An individual with an income of less than $35,000 is eligible for the National Health System (NHS). Individuals with higher incomes have private insurance. The insurance companies of the NHS contract with the HMV centre and reimburse for the ventilator, mask, tubing, and supplies; ventilator maintenance and repair; and home visits by the HMV’s nurses, physicians, and technicians (about $10,000 per year).

Home care companies are independent and sell ventilators to the four HMV centres; a very small percentage sells to insurance companies who supply ventilators to their clients, but this does not include maintenance of the equipment or medical care and followup from an HMV centre.

Nurses and/or attendants who provide care in the home are paid by insurance companies up to about $300 per day or are subsidized by the town in which they live.

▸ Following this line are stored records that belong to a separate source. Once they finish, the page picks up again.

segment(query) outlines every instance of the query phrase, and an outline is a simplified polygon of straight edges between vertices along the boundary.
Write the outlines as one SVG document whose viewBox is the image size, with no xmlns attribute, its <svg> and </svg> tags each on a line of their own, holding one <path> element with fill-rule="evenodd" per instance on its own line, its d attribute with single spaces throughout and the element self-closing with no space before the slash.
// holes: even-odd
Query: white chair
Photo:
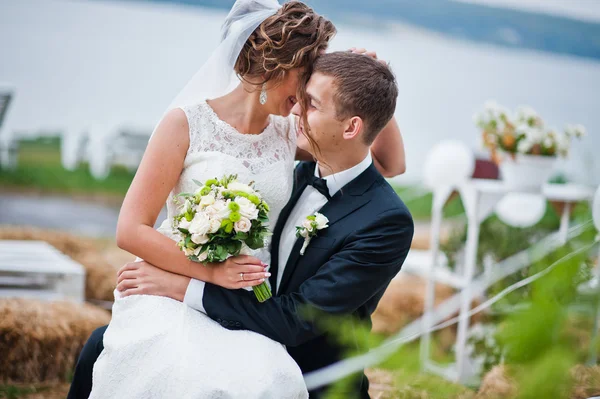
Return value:
<svg viewBox="0 0 600 399">
<path fill-rule="evenodd" d="M 0 241 L 0 298 L 85 300 L 85 269 L 44 241 Z"/>
<path fill-rule="evenodd" d="M 107 131 L 111 133 L 106 134 Z M 130 171 L 135 171 L 146 150 L 150 133 L 150 130 L 131 126 L 92 129 L 87 146 L 92 176 L 105 179 L 113 165 L 123 165 Z"/>
</svg>

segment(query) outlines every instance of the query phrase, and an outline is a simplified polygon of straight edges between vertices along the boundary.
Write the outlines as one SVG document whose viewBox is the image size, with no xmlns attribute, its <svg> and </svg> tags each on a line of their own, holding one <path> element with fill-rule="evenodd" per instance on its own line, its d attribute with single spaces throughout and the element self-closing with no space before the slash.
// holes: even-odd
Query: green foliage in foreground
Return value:
<svg viewBox="0 0 600 399">
<path fill-rule="evenodd" d="M 581 302 L 578 286 L 589 278 L 589 259 L 595 254 L 595 231 L 589 226 L 568 245 L 560 247 L 527 269 L 531 276 L 548 269 L 548 273 L 527 287 L 521 294 L 522 306 L 510 313 L 494 316 L 498 326 L 497 342 L 503 363 L 516 382 L 518 399 L 568 398 L 573 389 L 571 369 L 585 362 L 590 343 L 581 339 L 581 330 L 574 329 L 574 306 Z M 505 283 L 506 288 L 512 281 Z M 524 288 L 520 288 L 523 290 Z M 499 289 L 498 289 L 499 291 Z M 597 298 L 598 299 L 598 298 Z M 526 301 L 526 302 L 525 302 Z M 592 316 L 589 313 L 588 318 Z M 581 315 L 579 315 L 581 316 Z M 356 320 L 321 317 L 322 328 L 333 332 L 338 340 L 353 350 L 348 356 L 364 353 L 379 346 L 383 337 L 373 336 L 369 327 Z M 590 321 L 590 320 L 588 320 Z M 407 344 L 387 360 L 377 365 L 395 376 L 391 387 L 394 398 L 469 398 L 473 391 L 451 384 L 420 371 L 418 343 Z M 348 393 L 350 378 L 340 381 L 329 392 L 330 399 L 352 397 Z M 427 396 L 419 396 L 426 392 Z"/>
</svg>

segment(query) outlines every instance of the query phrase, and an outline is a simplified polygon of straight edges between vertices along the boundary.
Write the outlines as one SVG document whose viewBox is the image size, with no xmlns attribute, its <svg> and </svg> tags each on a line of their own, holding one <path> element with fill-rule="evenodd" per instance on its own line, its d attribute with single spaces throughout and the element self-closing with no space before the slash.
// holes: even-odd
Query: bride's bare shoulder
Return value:
<svg viewBox="0 0 600 399">
<path fill-rule="evenodd" d="M 189 123 L 181 108 L 169 110 L 156 127 L 153 136 L 168 136 L 172 140 L 189 140 Z"/>
</svg>

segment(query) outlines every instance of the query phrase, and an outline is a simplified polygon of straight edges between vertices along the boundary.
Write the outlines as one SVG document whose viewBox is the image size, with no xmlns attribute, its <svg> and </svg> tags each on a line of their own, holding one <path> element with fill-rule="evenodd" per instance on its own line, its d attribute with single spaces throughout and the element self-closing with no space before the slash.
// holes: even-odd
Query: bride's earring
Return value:
<svg viewBox="0 0 600 399">
<path fill-rule="evenodd" d="M 267 103 L 267 82 L 263 83 L 263 88 L 260 91 L 260 97 L 258 98 L 258 101 L 260 101 L 262 105 Z"/>
</svg>

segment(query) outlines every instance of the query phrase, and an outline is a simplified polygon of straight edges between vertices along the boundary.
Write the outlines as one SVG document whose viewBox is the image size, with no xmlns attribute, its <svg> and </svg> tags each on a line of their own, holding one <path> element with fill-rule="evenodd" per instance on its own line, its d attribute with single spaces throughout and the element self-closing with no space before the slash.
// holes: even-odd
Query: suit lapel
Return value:
<svg viewBox="0 0 600 399">
<path fill-rule="evenodd" d="M 357 209 L 363 207 L 371 200 L 371 197 L 368 194 L 366 194 L 366 192 L 373 185 L 373 183 L 377 180 L 378 177 L 381 178 L 381 175 L 371 164 L 371 166 L 367 168 L 367 170 L 365 170 L 362 174 L 360 174 L 356 179 L 352 180 L 340 191 L 335 193 L 335 195 L 318 212 L 322 213 L 327 217 L 327 219 L 329 219 L 329 226 L 335 224 L 336 222 L 350 215 Z M 306 185 L 304 187 L 306 187 Z M 296 198 L 296 202 L 297 201 L 298 199 Z M 289 212 L 291 212 L 291 210 L 288 211 L 287 216 L 289 216 Z M 303 242 L 304 238 L 298 238 L 294 243 L 294 247 L 286 263 L 285 270 L 283 271 L 283 276 L 281 278 L 281 286 L 277 287 L 278 292 L 284 292 L 284 290 L 287 288 L 287 285 L 289 284 L 290 279 L 296 268 L 296 265 L 300 259 L 300 249 L 302 248 Z"/>
<path fill-rule="evenodd" d="M 298 203 L 300 196 L 304 192 L 306 188 L 306 178 L 304 173 L 309 173 L 312 165 L 312 173 L 314 173 L 315 163 L 306 162 L 298 165 L 294 172 L 294 188 L 292 190 L 292 197 L 288 201 L 287 205 L 281 210 L 279 214 L 279 218 L 277 220 L 277 224 L 275 225 L 275 229 L 273 230 L 273 240 L 271 241 L 271 267 L 269 272 L 271 273 L 271 277 L 269 277 L 269 282 L 271 283 L 271 287 L 273 287 L 273 291 L 277 292 L 277 271 L 279 269 L 279 243 L 281 242 L 281 232 L 285 227 L 288 217 L 290 213 Z"/>
</svg>

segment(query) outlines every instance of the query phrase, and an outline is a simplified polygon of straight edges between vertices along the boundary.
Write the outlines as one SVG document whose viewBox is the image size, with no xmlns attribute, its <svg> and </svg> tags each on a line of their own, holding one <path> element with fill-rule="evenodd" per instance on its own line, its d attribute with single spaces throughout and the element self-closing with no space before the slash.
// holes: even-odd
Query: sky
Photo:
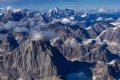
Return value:
<svg viewBox="0 0 120 80">
<path fill-rule="evenodd" d="M 120 9 L 120 0 L 0 0 L 0 7 L 12 6 L 37 10 L 49 10 L 54 7 L 71 9 Z"/>
</svg>

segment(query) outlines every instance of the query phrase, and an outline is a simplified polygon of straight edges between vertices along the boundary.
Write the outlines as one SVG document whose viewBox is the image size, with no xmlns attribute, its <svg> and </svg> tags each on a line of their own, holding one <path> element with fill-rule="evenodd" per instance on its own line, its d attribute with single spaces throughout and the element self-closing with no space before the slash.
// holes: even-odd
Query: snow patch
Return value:
<svg viewBox="0 0 120 80">
<path fill-rule="evenodd" d="M 86 76 L 83 72 L 66 75 L 66 80 L 83 80 Z"/>
<path fill-rule="evenodd" d="M 101 9 L 99 9 L 99 10 L 98 10 L 98 12 L 100 12 L 100 13 L 106 13 L 106 12 L 107 12 L 107 10 L 105 10 L 105 9 L 101 8 Z"/>
<path fill-rule="evenodd" d="M 71 22 L 71 20 L 68 19 L 68 18 L 63 18 L 61 22 L 64 23 L 64 24 L 68 24 L 68 23 Z"/>
<path fill-rule="evenodd" d="M 92 43 L 93 40 L 95 40 L 95 39 L 88 39 L 88 40 L 86 40 L 86 41 L 83 41 L 82 43 L 83 43 L 84 45 L 87 45 L 87 44 Z"/>
<path fill-rule="evenodd" d="M 81 15 L 82 18 L 86 17 L 87 13 L 84 13 L 83 15 Z"/>
<path fill-rule="evenodd" d="M 57 40 L 59 39 L 59 37 L 57 38 L 54 38 L 54 39 L 51 39 L 50 42 L 51 42 L 51 45 L 53 45 Z"/>
<path fill-rule="evenodd" d="M 71 17 L 70 17 L 70 20 L 74 20 L 74 17 L 73 17 L 73 16 L 71 16 Z"/>
<path fill-rule="evenodd" d="M 102 34 L 105 33 L 106 31 L 107 31 L 107 30 L 102 31 L 101 34 L 100 34 L 96 39 L 99 39 L 100 36 L 102 36 Z"/>
<path fill-rule="evenodd" d="M 86 30 L 87 30 L 87 29 L 91 29 L 91 26 L 89 26 L 89 27 L 87 27 L 87 28 L 85 28 L 85 29 L 86 29 Z"/>
<path fill-rule="evenodd" d="M 96 21 L 102 21 L 102 20 L 103 20 L 102 17 L 98 17 L 98 18 L 96 19 Z"/>
<path fill-rule="evenodd" d="M 115 63 L 115 60 L 112 60 L 111 62 L 109 62 L 109 63 L 107 63 L 107 64 L 112 65 L 112 64 L 114 64 L 114 63 Z"/>
</svg>

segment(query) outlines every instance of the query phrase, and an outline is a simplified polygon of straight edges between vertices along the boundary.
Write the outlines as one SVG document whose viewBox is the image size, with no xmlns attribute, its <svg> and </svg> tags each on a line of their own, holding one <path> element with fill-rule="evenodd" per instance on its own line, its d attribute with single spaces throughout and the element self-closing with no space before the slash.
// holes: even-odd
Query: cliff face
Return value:
<svg viewBox="0 0 120 80">
<path fill-rule="evenodd" d="M 69 72 L 67 66 L 63 67 L 67 65 L 67 60 L 49 42 L 29 39 L 14 51 L 1 56 L 0 63 L 2 80 L 56 80 L 59 74 Z"/>
<path fill-rule="evenodd" d="M 119 60 L 109 64 L 114 58 L 119 57 L 102 47 L 78 45 L 77 48 L 57 48 L 52 47 L 49 41 L 32 41 L 28 38 L 12 52 L 0 56 L 0 79 L 113 80 L 119 76 Z M 117 75 L 112 75 L 113 73 Z"/>
</svg>

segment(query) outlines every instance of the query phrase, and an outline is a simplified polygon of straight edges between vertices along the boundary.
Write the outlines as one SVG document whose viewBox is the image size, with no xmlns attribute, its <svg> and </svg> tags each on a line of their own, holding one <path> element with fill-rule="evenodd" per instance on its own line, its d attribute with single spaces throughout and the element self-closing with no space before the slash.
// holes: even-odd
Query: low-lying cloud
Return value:
<svg viewBox="0 0 120 80">
<path fill-rule="evenodd" d="M 0 40 L 6 38 L 4 34 L 0 34 Z"/>
<path fill-rule="evenodd" d="M 14 32 L 29 32 L 28 28 L 26 27 L 15 27 L 13 31 Z"/>
<path fill-rule="evenodd" d="M 31 34 L 32 34 L 31 38 L 34 41 L 36 41 L 36 40 L 47 41 L 47 40 L 58 37 L 58 35 L 52 31 L 40 31 L 40 32 L 34 31 Z"/>
</svg>

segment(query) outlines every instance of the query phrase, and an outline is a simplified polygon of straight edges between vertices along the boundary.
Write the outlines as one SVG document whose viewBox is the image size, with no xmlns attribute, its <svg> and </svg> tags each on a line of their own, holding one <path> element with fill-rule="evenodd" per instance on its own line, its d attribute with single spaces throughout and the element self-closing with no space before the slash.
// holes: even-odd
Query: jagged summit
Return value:
<svg viewBox="0 0 120 80">
<path fill-rule="evenodd" d="M 119 79 L 119 17 L 107 9 L 0 8 L 0 80 Z"/>
</svg>

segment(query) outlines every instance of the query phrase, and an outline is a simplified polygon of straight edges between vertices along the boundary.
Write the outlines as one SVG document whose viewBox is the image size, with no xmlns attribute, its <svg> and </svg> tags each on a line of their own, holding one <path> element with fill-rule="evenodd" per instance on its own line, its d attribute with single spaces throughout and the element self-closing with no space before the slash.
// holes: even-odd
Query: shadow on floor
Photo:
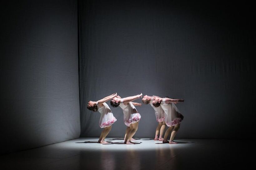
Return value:
<svg viewBox="0 0 256 170">
<path fill-rule="evenodd" d="M 140 142 L 140 143 L 136 142 L 132 142 L 132 143 L 133 143 L 134 144 L 140 144 L 142 142 Z M 118 145 L 120 145 L 120 144 L 121 144 L 121 145 L 126 145 L 126 144 L 125 144 L 125 143 L 124 143 L 124 142 L 110 142 L 109 143 L 104 144 L 103 144 L 102 145 L 110 145 L 110 144 L 118 144 Z"/>
<path fill-rule="evenodd" d="M 182 141 L 179 141 L 179 142 L 176 142 L 178 143 L 177 144 L 190 144 L 190 143 L 194 143 L 194 142 L 182 142 Z M 168 143 L 169 142 L 169 140 L 168 140 L 168 143 L 164 143 L 164 144 L 163 144 L 162 142 L 161 143 L 155 143 L 155 144 L 165 144 L 165 143 L 169 144 L 169 143 Z M 172 145 L 175 145 L 175 144 L 172 144 Z"/>
<path fill-rule="evenodd" d="M 98 141 L 85 141 L 82 142 L 75 142 L 76 143 L 98 143 Z"/>
<path fill-rule="evenodd" d="M 133 138 L 133 139 L 134 139 L 135 140 L 140 140 L 140 138 Z M 114 139 L 112 139 L 107 140 L 124 140 L 124 139 L 123 138 L 115 138 Z"/>
<path fill-rule="evenodd" d="M 150 138 L 149 139 L 142 139 L 142 140 L 154 140 L 154 138 Z"/>
</svg>

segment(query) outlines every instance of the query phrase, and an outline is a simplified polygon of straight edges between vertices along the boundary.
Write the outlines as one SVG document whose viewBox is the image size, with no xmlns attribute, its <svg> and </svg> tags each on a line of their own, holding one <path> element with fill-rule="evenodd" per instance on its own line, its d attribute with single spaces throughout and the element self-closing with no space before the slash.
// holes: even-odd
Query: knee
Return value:
<svg viewBox="0 0 256 170">
<path fill-rule="evenodd" d="M 109 126 L 108 127 L 107 127 L 105 128 L 105 129 L 106 130 L 110 130 L 111 129 L 111 128 L 112 127 L 112 126 Z"/>
</svg>

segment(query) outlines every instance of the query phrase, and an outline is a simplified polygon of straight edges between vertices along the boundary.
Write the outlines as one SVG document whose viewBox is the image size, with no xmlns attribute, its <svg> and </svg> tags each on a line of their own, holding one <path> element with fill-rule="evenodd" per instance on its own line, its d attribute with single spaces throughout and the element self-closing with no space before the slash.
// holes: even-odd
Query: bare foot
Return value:
<svg viewBox="0 0 256 170">
<path fill-rule="evenodd" d="M 170 140 L 170 141 L 169 142 L 169 144 L 177 144 L 177 143 L 175 142 L 173 140 Z"/>
<path fill-rule="evenodd" d="M 98 141 L 98 142 L 99 143 L 101 143 L 101 144 L 107 144 L 107 143 L 108 143 L 108 142 L 107 142 L 105 141 L 103 139 L 101 140 L 101 141 L 100 142 L 99 142 Z"/>
<path fill-rule="evenodd" d="M 162 141 L 164 140 L 164 138 L 162 137 L 160 137 L 159 139 L 159 141 Z"/>
<path fill-rule="evenodd" d="M 126 142 L 126 144 L 127 145 L 134 145 L 134 144 L 129 140 L 127 140 L 127 142 Z"/>
</svg>

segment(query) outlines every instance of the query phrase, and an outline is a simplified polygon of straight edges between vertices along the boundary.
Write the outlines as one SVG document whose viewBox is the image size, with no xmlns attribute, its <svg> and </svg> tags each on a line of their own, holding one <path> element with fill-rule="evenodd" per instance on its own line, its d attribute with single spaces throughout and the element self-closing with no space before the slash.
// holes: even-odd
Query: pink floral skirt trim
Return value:
<svg viewBox="0 0 256 170">
<path fill-rule="evenodd" d="M 164 117 L 159 119 L 156 119 L 156 121 L 158 122 L 162 122 L 163 121 L 165 121 L 165 117 Z"/>
<path fill-rule="evenodd" d="M 166 124 L 166 125 L 169 126 L 173 126 L 176 125 L 180 124 L 180 122 L 181 122 L 182 121 L 182 119 L 180 118 L 175 118 L 174 120 L 172 121 L 171 122 L 165 122 L 165 124 Z"/>
<path fill-rule="evenodd" d="M 139 113 L 137 113 L 133 117 L 129 119 L 129 120 L 125 121 L 125 124 L 128 127 L 130 127 L 130 125 L 132 123 L 134 123 L 135 122 L 137 122 L 140 121 L 141 117 Z"/>
<path fill-rule="evenodd" d="M 100 126 L 101 128 L 104 128 L 106 127 L 108 127 L 112 125 L 112 124 L 115 123 L 116 121 L 116 117 L 114 117 L 114 118 L 112 120 L 108 120 L 107 122 L 106 122 L 102 124 L 101 126 L 100 125 Z"/>
</svg>

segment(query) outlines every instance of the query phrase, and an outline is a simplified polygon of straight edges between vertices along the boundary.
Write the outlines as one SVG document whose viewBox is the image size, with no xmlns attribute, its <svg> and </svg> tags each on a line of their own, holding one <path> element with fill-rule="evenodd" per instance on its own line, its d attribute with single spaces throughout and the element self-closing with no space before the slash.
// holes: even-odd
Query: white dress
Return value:
<svg viewBox="0 0 256 170">
<path fill-rule="evenodd" d="M 140 115 L 138 113 L 136 108 L 131 102 L 129 102 L 127 105 L 125 105 L 122 99 L 119 106 L 123 109 L 124 113 L 124 122 L 125 125 L 130 127 L 130 125 L 139 122 L 140 119 Z"/>
<path fill-rule="evenodd" d="M 174 103 L 165 103 L 166 99 L 164 99 L 161 103 L 161 107 L 165 111 L 165 124 L 170 126 L 180 123 L 183 119 L 183 115 Z"/>
<path fill-rule="evenodd" d="M 116 121 L 116 119 L 113 115 L 108 105 L 105 102 L 102 104 L 103 106 L 101 107 L 98 104 L 98 102 L 96 103 L 98 111 L 101 115 L 99 122 L 99 125 L 101 128 L 110 126 Z"/>
<path fill-rule="evenodd" d="M 158 122 L 162 122 L 165 121 L 165 111 L 161 107 L 156 108 L 153 105 L 153 102 L 154 100 L 153 98 L 151 98 L 150 103 L 155 110 L 155 114 L 156 121 Z"/>
</svg>

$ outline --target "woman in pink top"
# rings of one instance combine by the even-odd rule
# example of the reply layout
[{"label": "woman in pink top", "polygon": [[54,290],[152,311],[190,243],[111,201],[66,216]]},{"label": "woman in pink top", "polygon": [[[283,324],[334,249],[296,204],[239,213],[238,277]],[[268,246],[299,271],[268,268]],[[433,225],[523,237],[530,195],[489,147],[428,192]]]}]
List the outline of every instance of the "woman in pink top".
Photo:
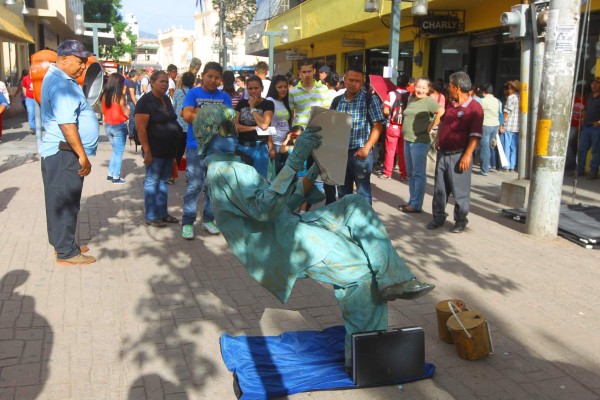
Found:
[{"label": "woman in pink top", "polygon": [[104,130],[108,141],[113,147],[113,154],[108,163],[106,179],[117,185],[125,183],[121,179],[121,165],[127,140],[127,121],[129,107],[125,96],[125,78],[121,74],[111,74],[108,77],[102,94],[102,113],[104,114]]}]

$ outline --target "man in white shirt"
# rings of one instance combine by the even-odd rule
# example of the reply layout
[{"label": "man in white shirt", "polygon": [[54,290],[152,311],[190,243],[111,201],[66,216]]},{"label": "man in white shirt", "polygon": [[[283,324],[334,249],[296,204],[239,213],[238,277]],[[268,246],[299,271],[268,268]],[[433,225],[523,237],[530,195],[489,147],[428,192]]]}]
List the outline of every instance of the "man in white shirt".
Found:
[{"label": "man in white shirt", "polygon": [[175,96],[175,79],[177,79],[177,67],[173,64],[169,64],[167,67],[167,75],[169,75],[169,90],[167,93],[169,94],[169,98],[171,102],[173,102],[173,96]]}]

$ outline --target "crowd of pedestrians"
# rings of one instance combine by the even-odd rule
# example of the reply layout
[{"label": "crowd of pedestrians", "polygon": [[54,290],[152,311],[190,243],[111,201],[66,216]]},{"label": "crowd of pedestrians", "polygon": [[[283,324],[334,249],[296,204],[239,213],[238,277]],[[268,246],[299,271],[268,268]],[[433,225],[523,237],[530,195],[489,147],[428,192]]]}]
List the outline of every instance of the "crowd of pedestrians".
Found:
[{"label": "crowd of pedestrians", "polygon": [[[65,93],[74,90],[71,86],[83,73],[89,53],[81,43],[68,40],[59,46],[58,55],[59,62],[44,80],[44,90],[63,98],[60,88],[68,88]],[[125,144],[127,138],[135,140],[141,146],[146,168],[144,206],[148,226],[164,228],[180,223],[178,218],[168,214],[167,204],[168,184],[174,182],[182,165],[186,171],[182,238],[195,237],[200,197],[203,203],[200,227],[209,234],[220,233],[206,194],[205,158],[209,154],[199,145],[193,129],[198,111],[211,104],[235,110],[238,132],[235,152],[266,180],[272,180],[293,153],[295,140],[307,126],[313,106],[350,114],[352,123],[343,184],[332,186],[316,181],[325,194],[326,204],[352,193],[371,203],[372,174],[389,180],[397,168],[399,179],[406,180],[409,186],[409,199],[399,205],[399,210],[421,213],[428,154],[434,153],[433,219],[427,224],[428,229],[444,225],[448,215],[446,203],[452,195],[455,224],[451,231],[465,230],[474,164],[479,164],[479,173],[483,176],[496,170],[511,172],[518,166],[520,83],[517,80],[506,82],[502,95],[496,97],[490,83],[473,85],[463,72],[452,74],[448,82],[424,77],[414,79],[400,73],[397,89],[381,96],[365,83],[368,79],[362,66],[351,65],[340,75],[330,66],[319,67],[312,60],[304,59],[298,62],[297,77],[291,73],[268,77],[267,71],[268,65],[258,62],[254,74],[245,76],[224,71],[216,62],[203,65],[194,58],[186,71],[170,64],[166,71],[148,67],[107,77],[100,97],[105,132],[112,146],[107,181],[126,183],[121,173]],[[56,83],[50,89],[46,81]],[[28,71],[23,71],[19,85],[18,94],[27,110],[29,127],[34,131],[35,100]],[[2,113],[10,107],[11,98],[4,89],[0,85],[0,140]],[[587,153],[591,150],[588,177],[595,179],[600,164],[600,79],[595,79],[590,89],[588,97],[582,90],[575,100],[567,168],[577,168],[577,173],[583,175]],[[72,126],[74,122],[69,118],[73,110],[77,124],[90,124],[88,107],[76,104],[73,99],[65,100],[58,108],[55,103],[42,101],[41,107],[46,131],[40,154],[42,170],[46,171],[43,175],[48,232],[57,251],[57,262],[63,264],[93,262],[93,257],[84,256],[75,243],[73,218],[76,220],[82,177],[91,170],[87,155],[95,153],[97,136],[82,133],[81,126]],[[97,131],[97,124],[95,129]],[[59,222],[55,215],[58,200],[48,175],[48,171],[60,168],[61,163],[70,162],[63,150],[77,160],[74,176],[81,181],[81,185],[73,184],[65,189],[67,193],[72,191],[68,194],[72,208],[67,223]],[[57,154],[61,156],[60,161],[54,160]],[[184,155],[185,163],[182,162]],[[576,162],[576,158],[583,162]],[[306,174],[313,162],[309,158],[298,175]],[[74,182],[73,177],[63,180],[66,184]],[[303,204],[295,211],[302,213],[310,206]]]}]

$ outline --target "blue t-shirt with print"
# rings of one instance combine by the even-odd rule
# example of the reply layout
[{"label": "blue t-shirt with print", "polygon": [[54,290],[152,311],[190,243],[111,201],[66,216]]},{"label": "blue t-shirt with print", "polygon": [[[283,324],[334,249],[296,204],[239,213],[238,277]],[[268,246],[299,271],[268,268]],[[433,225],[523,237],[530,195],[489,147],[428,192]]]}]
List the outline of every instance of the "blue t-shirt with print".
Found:
[{"label": "blue t-shirt with print", "polygon": [[[214,92],[207,92],[202,87],[196,87],[190,89],[187,95],[185,96],[185,100],[183,101],[183,108],[202,108],[202,106],[205,106],[207,104],[223,104],[227,107],[231,107],[231,97],[229,97],[227,93],[222,92],[220,90],[215,90]],[[188,124],[186,147],[188,149],[197,149],[198,141],[194,136],[194,127],[192,125],[193,124]]]}]

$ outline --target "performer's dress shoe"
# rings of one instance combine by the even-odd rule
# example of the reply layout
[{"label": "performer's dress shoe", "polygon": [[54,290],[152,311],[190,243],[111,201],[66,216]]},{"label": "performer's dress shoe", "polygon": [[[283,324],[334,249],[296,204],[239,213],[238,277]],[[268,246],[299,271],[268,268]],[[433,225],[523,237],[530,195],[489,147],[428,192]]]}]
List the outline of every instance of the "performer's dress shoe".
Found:
[{"label": "performer's dress shoe", "polygon": [[465,231],[466,227],[467,227],[467,223],[466,222],[457,222],[456,224],[454,224],[454,226],[452,227],[452,229],[450,229],[450,232],[452,232],[452,233],[463,233]]},{"label": "performer's dress shoe", "polygon": [[413,300],[418,297],[424,296],[431,292],[435,288],[435,285],[431,283],[425,283],[416,279],[397,283],[395,285],[386,286],[381,289],[381,297],[385,301],[392,301],[396,299]]},{"label": "performer's dress shoe", "polygon": [[444,222],[445,222],[445,220],[434,219],[433,221],[430,221],[427,224],[426,228],[430,229],[430,230],[435,230],[435,229],[438,229],[438,228],[441,228],[442,226],[444,226]]}]

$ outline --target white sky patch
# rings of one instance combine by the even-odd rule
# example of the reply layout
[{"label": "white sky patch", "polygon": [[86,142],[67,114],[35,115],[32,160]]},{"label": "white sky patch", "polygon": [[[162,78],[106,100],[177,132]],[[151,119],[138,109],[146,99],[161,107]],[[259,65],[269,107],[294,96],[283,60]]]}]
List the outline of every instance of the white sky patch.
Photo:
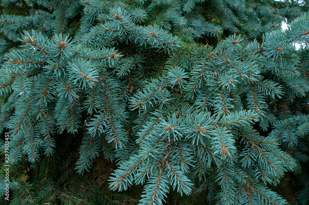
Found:
[{"label": "white sky patch", "polygon": [[[282,25],[281,26],[281,27],[282,28],[282,30],[283,30],[284,31],[288,29],[288,25],[287,24],[286,24],[286,23],[284,21],[282,21],[282,23],[281,24],[281,25]],[[304,45],[305,44],[304,43],[303,44],[302,44]],[[295,46],[295,47],[296,47],[296,50],[299,50],[299,49],[300,48],[300,47],[302,46],[301,44],[298,44],[297,43],[295,43],[294,44],[294,45]]]}]

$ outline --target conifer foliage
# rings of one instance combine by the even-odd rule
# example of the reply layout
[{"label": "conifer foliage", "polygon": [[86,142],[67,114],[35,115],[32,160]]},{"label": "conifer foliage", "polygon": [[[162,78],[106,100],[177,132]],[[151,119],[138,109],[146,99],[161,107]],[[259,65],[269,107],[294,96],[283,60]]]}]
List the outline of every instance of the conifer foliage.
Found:
[{"label": "conifer foliage", "polygon": [[306,1],[17,1],[0,16],[10,204],[285,204],[287,173],[308,204]]}]

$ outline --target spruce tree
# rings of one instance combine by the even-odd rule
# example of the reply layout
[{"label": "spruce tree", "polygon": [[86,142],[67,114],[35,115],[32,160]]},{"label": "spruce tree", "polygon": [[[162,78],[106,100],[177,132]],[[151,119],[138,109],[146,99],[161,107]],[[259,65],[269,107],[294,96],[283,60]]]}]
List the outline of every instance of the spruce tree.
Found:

Many people with neuromuscular diseases who use HMV benefit from the latter system which amounts to $50,000–$150,000 per year. From this money, people can buy care for themselves and even pay a relative or friend. Full 24-hour home care by medical personnel is almost never reimbursed by either method and is hard to obtain due to a shortage of personnel. The lack of nursing and/or attendant care personnel, unfortunately, forces some HMV users to move to congregate living or nursing home.

At least twice a year, the effectiveness of the ventilation is checked by a full night of pulse oximetry and capnometry in the home setting. In addition, all HMV users are routinely visited at home one to four times per year by one of our nurses. Additional home visits are made, when needed, to repair a custom-made nasal mask or to adjust the ventilator settings. Once a month consultation is available with an ear-nose-throat surgeon from our hospital for tracheostomy-related problems.

Our centre offers permanent accessibility and continuous availability. If needed, ventilators are replaced within two hours. Because of the small size of our country, we are able to deliver continuous care from the Centre’s nurses and physicians specialized in HMV to the home, where most HMV users are able to stay satisfactorily for a long time.